I am confident that “some” VDI end users are either loosing connection to their VDI desktop, or their desktop basically freezes, or both. The end user can reconnect after a minute or so. The VDI end user has reported exact times they get disconnected which lines up identical to these spikes.
Since all ESX servers are seeing this hiccup, I know it is not VM or ESX specific.
So my question to my fellow VDI admins, are there any VMware related Advanced settings within the vSphere client that can address such Disk latency spikes? I have a case open with HP as well. I have changed the Disk.Maxio.Size default setting 32,767k to the amount of 128k. This modification did not resolve the spike I described above. Please see the attach screen shots of the performance parameter I have described….
So the screen shots show the highest latency counter. What do the other more VM specific counters show as far as ready latency or write latency? Do you see specific VMs that are generating a lot of IO or is accross the board.
To be completely it seems like there is some sort of scheduled process that kicks off in those intervals on all VMs and that potentially saturates your storage. In my experience the easiest thing to do is to identify the scheduled process and then see if you can randomize it or maybe it's not needed at all.
Thanks for the reply mittim12:
I agree. I appears to be a reoccuring event or process on the SAN. I just got the latest "purp" again today on the ESX server right at 10:05 am.
I have now reviewed the VM's Write and Read Disk latency. I have copied the screen shot into a JPEG and submitted it to this case. So I am not sure if there is any relvance or not....Since I don't have a base line of these two parameters, I am not sure if these values seen in the screen shot (18 ms for peak Read Latency) is an issue or not....
Do you have AV running on the VMs? If so, check your def update logs and see if they correspond with the disk I/O spikes. Same for Persona Management if you're using it (although by default that updates every 10 minutes unless you've changed it).
Got any sort of replication or snapshotting happening on the SAN at those intervals?
The most likely thing causing this is some sort of agent or scanner that is running at these intervals on all of these desktops. Since it's taking about a minute for all VMs to drop back down it's possible that the process that's running could take only a short period of time to run on a physical system but since all of the VMs are sharing storage and running this operation at the same time it could be extending the time it takes to run.

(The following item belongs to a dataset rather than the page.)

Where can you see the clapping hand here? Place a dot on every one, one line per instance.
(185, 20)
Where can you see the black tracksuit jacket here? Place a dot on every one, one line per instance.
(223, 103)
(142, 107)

Can you get a list of all agents that are running inside these desktop VMs?
I used Stratusphere form Liquids Labs for that kind of problems.
This will capture all the performance counter of all your VMs and will compile it so you can generate reports and see exactly witch programs on your VDI are causing this.
And I guest you follow up the best practice of vmware... (disabling windows search, disk defrag and the 1xxx microsoft scheduled tasks...)
does it always occur at the same time of the day, or is it sporadic? i guess it is happening to all the virtual desktops? since you get about a minute of this latency spike, i'd recommend running esxtop and check out the disk stats. i.e., run esxtop, type 'v' to show stats for all VMs. then check the stats columns for all the VMs to see if the I/O hitting the storage is read or write, and whether it affects every single VM on the esx box. for more info on esxtop usage, check out blog post on http://www.supersonicdog.com/2012/09/05/esxtop5min/ or http://www.yellow-bricks.com/esxtop/
What kind of storage are you using? what type of IO/latency/CPU usage is being reported on the storage side?